Mécanisme. Contrairement au rétinol, le bakuchiol n'est pas du tout un dérivé de la vitamine A : c'est un composé méroterpénique extrait de la graine de Psoralea corylifolia (babchi), sans lien structural avec les rétinoïdes. Malgré cette chimie différente, le bakuchiol semble activer des voies de signalisation du collagène fonctionnellement voisines de celles que ciblent les rétinoïdes, sans porter les mécanismes photosensibilisants et irritants propres au rétinol. Il est bien documenté que le rétinol se dégrade sous la lumière UV et déclenche une réponse d'irritation cellulaire — la période de rétinisation que connaissent les nouveaux utilisateurs ; la structure chimique différente du bakuchiol fait qu'il ne partage pas cette photosensibilité, une différence pratique importante pour un produit destiné à des formules de jour.
Cette différence structurale explique aussi pourquoi la littérature évoque plus fréquemment la possibilité d'utiliser le bakuchiol chez des populations — peaux sensibles et, séparément, grossesse — pour lesquelles les rétinoïdes sont généralement contre-indiqués ou déconseillés par les prescripteurs. Ce point est mentionné ici comme un élément couramment cité dans la littérature publiée, et non comme une allégation de sécurité formulée par Arceli sous sa propre autorité.

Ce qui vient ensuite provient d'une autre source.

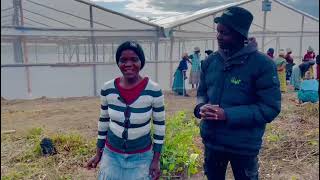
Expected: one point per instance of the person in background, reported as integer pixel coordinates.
(270, 53)
(180, 76)
(309, 56)
(281, 68)
(289, 64)
(308, 90)
(195, 68)
(306, 66)
(207, 52)
(237, 96)
(129, 105)
(318, 66)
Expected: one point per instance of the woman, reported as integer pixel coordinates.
(195, 68)
(308, 90)
(281, 67)
(128, 103)
(180, 75)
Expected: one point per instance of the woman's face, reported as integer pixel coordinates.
(129, 64)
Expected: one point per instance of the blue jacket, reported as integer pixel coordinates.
(246, 86)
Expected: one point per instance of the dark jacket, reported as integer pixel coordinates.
(246, 86)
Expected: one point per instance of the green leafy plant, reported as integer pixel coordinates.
(180, 153)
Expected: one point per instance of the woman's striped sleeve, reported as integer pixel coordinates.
(158, 116)
(104, 120)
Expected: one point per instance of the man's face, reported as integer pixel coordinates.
(227, 38)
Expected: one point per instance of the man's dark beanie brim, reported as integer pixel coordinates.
(134, 46)
(237, 18)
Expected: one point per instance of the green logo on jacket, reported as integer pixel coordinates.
(235, 81)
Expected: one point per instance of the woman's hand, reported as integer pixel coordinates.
(154, 170)
(94, 161)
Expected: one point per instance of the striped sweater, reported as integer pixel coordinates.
(127, 127)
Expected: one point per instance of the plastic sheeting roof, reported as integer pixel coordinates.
(282, 18)
(70, 14)
(178, 20)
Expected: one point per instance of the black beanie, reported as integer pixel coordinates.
(134, 46)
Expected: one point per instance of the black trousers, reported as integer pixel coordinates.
(243, 167)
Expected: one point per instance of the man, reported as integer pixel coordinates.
(238, 94)
(270, 53)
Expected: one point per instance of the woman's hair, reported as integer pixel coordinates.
(184, 55)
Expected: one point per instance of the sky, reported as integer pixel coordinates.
(157, 9)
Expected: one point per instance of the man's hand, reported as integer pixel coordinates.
(212, 112)
(154, 170)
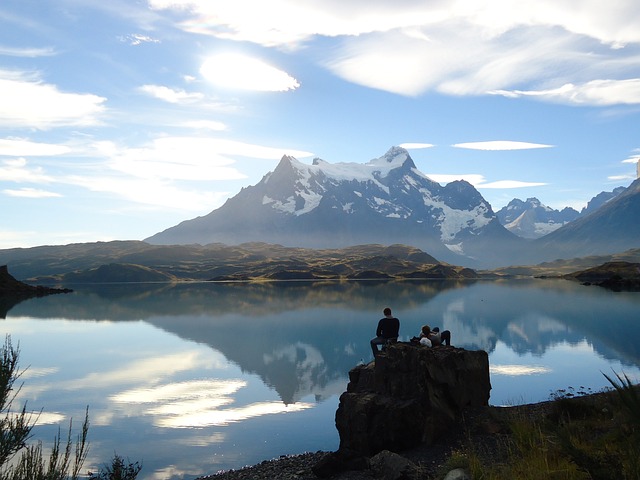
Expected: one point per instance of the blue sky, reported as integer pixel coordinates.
(119, 119)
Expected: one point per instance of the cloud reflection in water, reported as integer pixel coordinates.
(200, 404)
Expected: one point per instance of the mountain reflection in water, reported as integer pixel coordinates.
(302, 338)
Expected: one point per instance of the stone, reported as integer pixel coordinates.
(457, 474)
(390, 466)
(410, 395)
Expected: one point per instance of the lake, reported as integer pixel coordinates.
(190, 379)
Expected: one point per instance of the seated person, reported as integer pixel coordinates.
(435, 336)
(387, 331)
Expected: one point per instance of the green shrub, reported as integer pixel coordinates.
(15, 430)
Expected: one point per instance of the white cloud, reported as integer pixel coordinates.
(510, 184)
(191, 158)
(472, 178)
(595, 92)
(30, 193)
(634, 159)
(236, 71)
(412, 146)
(478, 181)
(26, 52)
(205, 125)
(170, 95)
(138, 39)
(461, 48)
(16, 170)
(18, 147)
(25, 102)
(500, 145)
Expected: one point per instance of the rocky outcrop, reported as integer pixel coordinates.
(408, 396)
(13, 291)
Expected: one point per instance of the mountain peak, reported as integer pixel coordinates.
(396, 157)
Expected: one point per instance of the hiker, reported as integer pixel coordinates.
(387, 331)
(435, 337)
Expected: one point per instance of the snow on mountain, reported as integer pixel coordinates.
(611, 228)
(532, 219)
(599, 200)
(386, 200)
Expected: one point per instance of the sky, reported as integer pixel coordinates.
(120, 119)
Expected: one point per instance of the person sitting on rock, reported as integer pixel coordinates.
(387, 331)
(434, 336)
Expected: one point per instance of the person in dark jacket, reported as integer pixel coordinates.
(387, 331)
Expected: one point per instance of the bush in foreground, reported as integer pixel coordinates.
(31, 463)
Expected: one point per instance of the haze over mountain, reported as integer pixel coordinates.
(387, 201)
(533, 219)
(613, 227)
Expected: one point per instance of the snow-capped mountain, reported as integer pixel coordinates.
(599, 200)
(612, 228)
(387, 200)
(532, 219)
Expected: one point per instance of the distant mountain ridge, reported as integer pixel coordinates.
(135, 261)
(613, 227)
(532, 219)
(385, 201)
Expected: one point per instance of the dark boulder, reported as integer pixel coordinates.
(410, 395)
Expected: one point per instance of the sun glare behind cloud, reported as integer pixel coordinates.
(230, 70)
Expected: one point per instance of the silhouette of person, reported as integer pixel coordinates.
(387, 331)
(434, 336)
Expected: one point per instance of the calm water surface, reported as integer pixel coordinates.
(193, 379)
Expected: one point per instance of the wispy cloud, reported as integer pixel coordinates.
(27, 52)
(479, 181)
(500, 145)
(138, 39)
(16, 170)
(510, 184)
(460, 48)
(28, 102)
(15, 147)
(415, 146)
(236, 71)
(171, 95)
(595, 92)
(30, 193)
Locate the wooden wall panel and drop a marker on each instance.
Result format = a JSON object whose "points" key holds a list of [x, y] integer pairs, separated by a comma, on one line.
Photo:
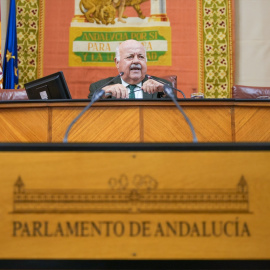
{"points": [[24, 125], [252, 125]]}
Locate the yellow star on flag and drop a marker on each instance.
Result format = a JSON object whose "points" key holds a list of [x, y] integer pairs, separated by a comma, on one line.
{"points": [[9, 55]]}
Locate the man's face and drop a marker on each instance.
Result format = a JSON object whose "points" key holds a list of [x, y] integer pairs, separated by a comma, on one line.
{"points": [[132, 61]]}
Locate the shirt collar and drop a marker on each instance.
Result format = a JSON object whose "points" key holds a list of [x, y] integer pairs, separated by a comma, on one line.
{"points": [[126, 84]]}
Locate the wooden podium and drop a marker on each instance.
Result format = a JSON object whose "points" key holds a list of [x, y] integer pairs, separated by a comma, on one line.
{"points": [[136, 121], [131, 206]]}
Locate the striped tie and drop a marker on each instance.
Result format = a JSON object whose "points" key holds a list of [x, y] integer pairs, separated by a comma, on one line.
{"points": [[132, 93]]}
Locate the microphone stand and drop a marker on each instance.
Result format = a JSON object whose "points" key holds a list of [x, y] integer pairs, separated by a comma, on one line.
{"points": [[96, 96], [150, 77], [168, 90]]}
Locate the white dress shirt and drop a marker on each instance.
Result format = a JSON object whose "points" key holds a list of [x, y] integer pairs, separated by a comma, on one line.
{"points": [[137, 91]]}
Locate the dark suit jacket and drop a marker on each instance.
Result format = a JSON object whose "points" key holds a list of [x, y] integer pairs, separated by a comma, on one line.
{"points": [[103, 83]]}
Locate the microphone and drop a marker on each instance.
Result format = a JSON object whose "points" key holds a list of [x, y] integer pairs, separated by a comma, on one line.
{"points": [[150, 77], [168, 90], [96, 96]]}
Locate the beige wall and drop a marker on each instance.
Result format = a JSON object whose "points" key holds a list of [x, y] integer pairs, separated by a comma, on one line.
{"points": [[252, 35], [252, 54]]}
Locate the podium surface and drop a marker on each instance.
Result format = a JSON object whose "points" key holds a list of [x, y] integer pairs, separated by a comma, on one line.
{"points": [[136, 121]]}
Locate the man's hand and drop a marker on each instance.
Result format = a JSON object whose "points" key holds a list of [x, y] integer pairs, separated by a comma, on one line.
{"points": [[151, 86], [116, 90]]}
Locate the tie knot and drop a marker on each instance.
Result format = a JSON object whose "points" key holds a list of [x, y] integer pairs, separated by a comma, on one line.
{"points": [[132, 93], [132, 86]]}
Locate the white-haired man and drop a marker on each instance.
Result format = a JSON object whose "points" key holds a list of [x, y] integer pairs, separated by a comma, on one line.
{"points": [[131, 59]]}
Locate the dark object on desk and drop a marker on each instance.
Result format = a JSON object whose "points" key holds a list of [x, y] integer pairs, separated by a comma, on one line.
{"points": [[250, 92], [53, 86], [13, 94]]}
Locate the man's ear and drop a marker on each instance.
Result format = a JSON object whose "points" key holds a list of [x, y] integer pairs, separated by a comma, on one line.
{"points": [[116, 63]]}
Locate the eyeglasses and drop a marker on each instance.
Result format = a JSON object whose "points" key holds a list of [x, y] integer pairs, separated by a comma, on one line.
{"points": [[131, 57]]}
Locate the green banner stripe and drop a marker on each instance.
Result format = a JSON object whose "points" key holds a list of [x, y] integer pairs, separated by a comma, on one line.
{"points": [[109, 57], [119, 36]]}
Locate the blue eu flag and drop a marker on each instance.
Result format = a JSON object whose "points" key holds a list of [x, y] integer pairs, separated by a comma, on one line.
{"points": [[10, 65]]}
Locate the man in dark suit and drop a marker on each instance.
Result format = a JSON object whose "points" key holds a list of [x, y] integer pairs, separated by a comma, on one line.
{"points": [[130, 58]]}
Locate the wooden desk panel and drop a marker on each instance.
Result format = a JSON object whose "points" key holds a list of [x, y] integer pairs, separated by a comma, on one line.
{"points": [[139, 121], [97, 125], [211, 124]]}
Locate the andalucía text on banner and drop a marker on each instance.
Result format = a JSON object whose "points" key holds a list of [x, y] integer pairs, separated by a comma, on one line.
{"points": [[10, 64]]}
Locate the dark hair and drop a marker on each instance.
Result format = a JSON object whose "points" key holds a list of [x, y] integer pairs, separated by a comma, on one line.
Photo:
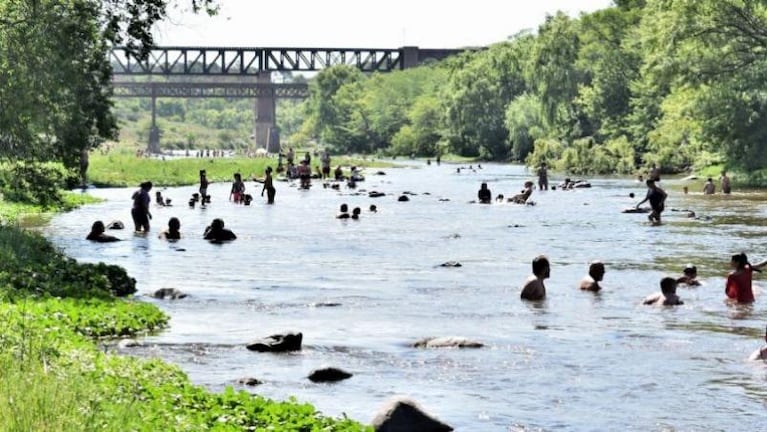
{"points": [[540, 263], [668, 285], [742, 261]]}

Pourquoi la pureté à 99 % est la vraie variable. Les données cliniques du bakuchiol reposent sur une dose précise et standardisée : l'essai Dhaliwal a utilisé une crème à 0,5 %, c'est-à-dire la charge en actif de la formule finie, et non un chiffre de pureté de matière première. Reproduire cette dose testée cliniquement dans un produit fini dépend du fait de partir d'une matière première de pureté élevée et vérifiée. Un bakuchiol à 99 % de pureté permet au formulateur de calculer et d'atteindre précisément cette allégation de 0,5 % ; une pureté plus faible, non vérifiée ou variable d'un lot à l'autre impose de choisir entre surdoser (surcoût, et risque réel d'irritation que les données cliniques n'ont pas évalué) ou sous-doser, ce qui fait discrètement passer le produit fini sous le seuil que la recherche citée soutient réellement — transformant une allégation « étudié cliniquement » en une allégation qui ne correspond plus au contenu du flacon.
Ce que cela signifie côté approvisionnement. Ce qu'une marque peut défendre, ce n'est pas que le bakuchiol fonctionne, mais que sa formule reproduit les conditions dans lesquelles le bakuchiol a été testé : une charge active de 0,5 %, en application topique, sur une période d'usage de 12 semaines. Tout ce qui se trouve en amont relève de la pureté et de la constance : un certificat d'analyse indiquant le dosage par une méthode nommée, une variabilité inter-lots assez faible pour que l'allégation d'étiquette tienne d'une production à l'autre, et une documentation qu'un formulateur peut présenter à un évaluateur réglementaire. Ce sont les questions qui méritent d'être posées à un fournisseur et, contrairement à une allégation marketing, elles admettent une réponse : les documents le montrent ou ne le montrent pas.
Références
- Dhaliwal, S. et al. (2019). Prospective, randomized, double-blind assessment of topical bakuchiol and retinol for facial photoageing. British Journal of Dermatology, 180, 289-296.
- A comprehensive review of topical bakuchiol for the treatment of photoaging. Journal of Integrative Dermatology.
Les citations renvoient à la littérature publiée sur ces composés en général, et non à des essais cliniques portant sur l'extrait spécifique d'Arceli, sauf mention contraire.